Al fin pudo ver a Bartomeu, decía que regresaba de un viaje. Llevaba varios días ausente y Joan sospechaba que esperó hasta asegurarse de que la Inquisición no le reclamara antes de dejarse ver. Si Corró fabricaba libros prohibidos, con toda seguridad él los vendía a clientes seleccionados. El mercader era cristiano viejo y por lo tanto poco vulnerable a los inquisidores, pero ya nadie parecía estar a salvo.
Joan quiso ocultarle lo confesado sobre libros prohibidos a la Inquisición; bajo ningún concepto quería que Bartomeu supiera que faltó a su promesa. Pero conforme hablaban su seguridad se resquebrajó al tiempo que un temor le torturaba. ¿Y si, por mentir a Bartomeu, este se descuidaba y terminaba encausado por los libros prohibidos? Se dijo que no podría soportar tanta culpa. Y rompiendo en llanto se lo contó todo.
Le dijo que el maestro Guillem confesó antes y también Abdalá, al que torturaron sacándole un ojo y rompiéndole las articulaciones. Preguntó muchas veces por él sin obtener respuestas. Debía de estar muerto.
El mercader le miraba como un ave rapaz a su presa. Joan nunca había visto antes una expresión tan dura en su rostro.

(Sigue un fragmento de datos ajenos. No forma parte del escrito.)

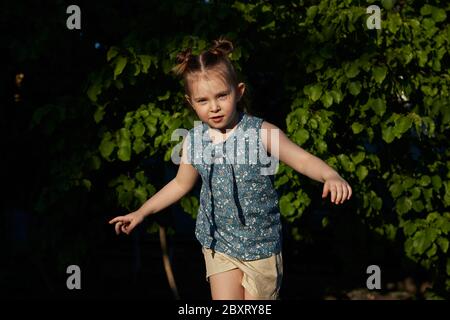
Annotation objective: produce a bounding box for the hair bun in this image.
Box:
[172,48,192,76]
[176,48,192,64]
[209,38,234,56]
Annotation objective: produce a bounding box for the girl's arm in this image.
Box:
[261,121,352,204]
[109,139,199,234]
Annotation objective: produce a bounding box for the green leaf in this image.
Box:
[338,154,355,172]
[133,122,145,137]
[134,185,147,204]
[294,128,309,145]
[348,81,362,96]
[87,82,102,102]
[138,54,152,73]
[280,192,295,216]
[409,187,421,200]
[133,138,146,154]
[306,6,319,19]
[158,90,170,101]
[344,62,359,79]
[372,66,387,84]
[394,116,412,138]
[114,56,128,80]
[389,183,404,198]
[431,7,447,22]
[395,196,412,215]
[381,0,395,10]
[381,127,395,143]
[431,175,442,191]
[413,200,424,213]
[420,4,433,16]
[303,83,322,102]
[436,237,449,253]
[330,90,343,104]
[94,106,105,123]
[352,122,364,134]
[117,128,131,161]
[99,132,116,159]
[356,165,369,181]
[370,98,386,117]
[350,151,366,164]
[106,47,119,62]
[419,175,431,187]
[320,92,333,108]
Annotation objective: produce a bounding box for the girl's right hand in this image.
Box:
[109,211,144,234]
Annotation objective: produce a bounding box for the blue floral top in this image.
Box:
[187,112,281,260]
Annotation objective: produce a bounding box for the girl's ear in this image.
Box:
[184,94,194,108]
[237,82,245,101]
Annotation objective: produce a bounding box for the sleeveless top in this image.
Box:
[187,112,281,260]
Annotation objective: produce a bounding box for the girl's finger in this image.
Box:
[334,185,342,204]
[322,183,330,198]
[341,184,348,203]
[109,216,122,224]
[114,221,122,234]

—Gracias por preocuparte por mí y por advertirme —le dijo en tono seco—, pero lo que hiciste estuvo muy mal y las consecuencias para tus amos serán terribles. Los quería como a hermanos y me siento responsable por llevarte a ellos. Te recogieron del convento y tú les traicionaste. Y no lo digo porque cedieras ante las amenazas de tortura, hombres hechos y derechos se rompen cuando les muestran los aparatos e instrumentos de suplicio. Amenazar con ellos es uno de los pasos del manual del inquisidor. Pero faltaste a tu promesa. Dijiste que no aprenderías a leer; si hubieras cumplido, nada de esto habría pasado.

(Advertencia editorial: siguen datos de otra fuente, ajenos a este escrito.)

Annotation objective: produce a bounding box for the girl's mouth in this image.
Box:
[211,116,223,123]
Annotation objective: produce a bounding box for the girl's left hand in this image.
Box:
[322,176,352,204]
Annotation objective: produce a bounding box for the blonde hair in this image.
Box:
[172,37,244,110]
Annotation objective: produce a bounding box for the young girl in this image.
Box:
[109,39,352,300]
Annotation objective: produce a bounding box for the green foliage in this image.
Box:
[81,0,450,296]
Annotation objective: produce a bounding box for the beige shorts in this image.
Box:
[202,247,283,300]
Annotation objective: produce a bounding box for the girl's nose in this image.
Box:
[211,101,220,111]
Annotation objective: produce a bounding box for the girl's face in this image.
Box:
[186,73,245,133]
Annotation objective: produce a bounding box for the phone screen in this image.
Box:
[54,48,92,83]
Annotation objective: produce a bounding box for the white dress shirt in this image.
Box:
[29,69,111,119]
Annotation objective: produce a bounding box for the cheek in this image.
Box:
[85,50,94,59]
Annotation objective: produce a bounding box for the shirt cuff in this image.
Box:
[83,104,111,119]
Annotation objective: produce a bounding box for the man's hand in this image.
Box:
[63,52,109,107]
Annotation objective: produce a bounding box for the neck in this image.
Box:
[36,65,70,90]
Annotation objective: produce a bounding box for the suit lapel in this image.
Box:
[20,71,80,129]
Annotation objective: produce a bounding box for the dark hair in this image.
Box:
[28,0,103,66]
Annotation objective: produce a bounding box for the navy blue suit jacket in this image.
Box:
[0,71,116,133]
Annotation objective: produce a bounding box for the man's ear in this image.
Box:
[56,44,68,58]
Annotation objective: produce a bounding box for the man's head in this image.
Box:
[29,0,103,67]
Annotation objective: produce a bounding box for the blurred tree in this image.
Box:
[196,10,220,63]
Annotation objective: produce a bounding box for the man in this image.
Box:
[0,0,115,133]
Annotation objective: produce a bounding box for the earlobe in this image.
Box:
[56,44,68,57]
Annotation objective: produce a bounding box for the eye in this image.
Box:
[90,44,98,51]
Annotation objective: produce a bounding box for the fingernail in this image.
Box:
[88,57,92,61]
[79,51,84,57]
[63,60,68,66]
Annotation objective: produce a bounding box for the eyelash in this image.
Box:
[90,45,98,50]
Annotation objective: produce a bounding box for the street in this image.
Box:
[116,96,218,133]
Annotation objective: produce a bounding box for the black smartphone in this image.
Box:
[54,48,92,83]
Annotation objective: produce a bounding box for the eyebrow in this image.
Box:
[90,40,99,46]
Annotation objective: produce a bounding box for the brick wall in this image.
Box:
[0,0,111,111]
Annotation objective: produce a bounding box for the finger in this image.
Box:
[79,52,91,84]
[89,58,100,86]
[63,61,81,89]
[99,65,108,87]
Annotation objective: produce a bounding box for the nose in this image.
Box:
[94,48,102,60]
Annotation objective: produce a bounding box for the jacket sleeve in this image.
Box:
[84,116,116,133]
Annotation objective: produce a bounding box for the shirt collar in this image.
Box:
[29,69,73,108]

—Lo sé, y lo lamento muchísimo —contestó el chico con los ojos en lágrimas—. Pero no pude evitarlo. Además, si no hubiera hablado yo, igualmente Guillem y Abdalá lo habrían hecho bajo tortura.

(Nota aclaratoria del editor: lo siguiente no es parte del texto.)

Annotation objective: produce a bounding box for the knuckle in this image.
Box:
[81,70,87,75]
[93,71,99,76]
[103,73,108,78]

—No, te equivocas. Guillem y Abdalá no contaron nada. Los inquisidores te engañaron.
—¡Qué!
—El maestro Guillem no pudo decir nada porque nada sabía de lo que pasaba en el
scriptorium
.
—¿Y Abdalá? —inquirió Joan, ansioso—. ¿No dijo nada cuando le torturaron?
—No le torturaron, se encuentra muy triste pero bien de salud en la cárcel de la Inquisición. Para los inquisidores es como un objeto más. Estoy negociando su compra.
Joan sintió un alivio infinito. Las imágenes de su maestro en el suplicio y muerto le asaltaban sin descanso.
—¿Y cómo pudo librarse?
—Es muy fácil. Abdalá es un musulmán declarado y no le pueden hacer nada. Lo mismo ocurre con los judíos que practican abiertamente su religión. La Inquisición solo puede actuar contra cristianos. Le hubieran torturado si estuviera bautizado y practicara el Corán de forma clandestina. Y tampoco sirve de testigo contra los Corró; nunca aceptarían su juramento aunque fuera sobre el Corán.
Joan comprendió entonces que fue su testimonio el que condenó a sus amos.
—Lo siento —musitó—. Lo siento mucho.
La disculpa no satisfizo al comerciante, que se despidió con brusquedad después de repetirle sus reproches. Joan se quedó solo con su culpa y el sentimiento aterrador de haber perdido a su amigo. Le quería como a un padre y aquella nueva pérdida le llenó de una angustia horrible.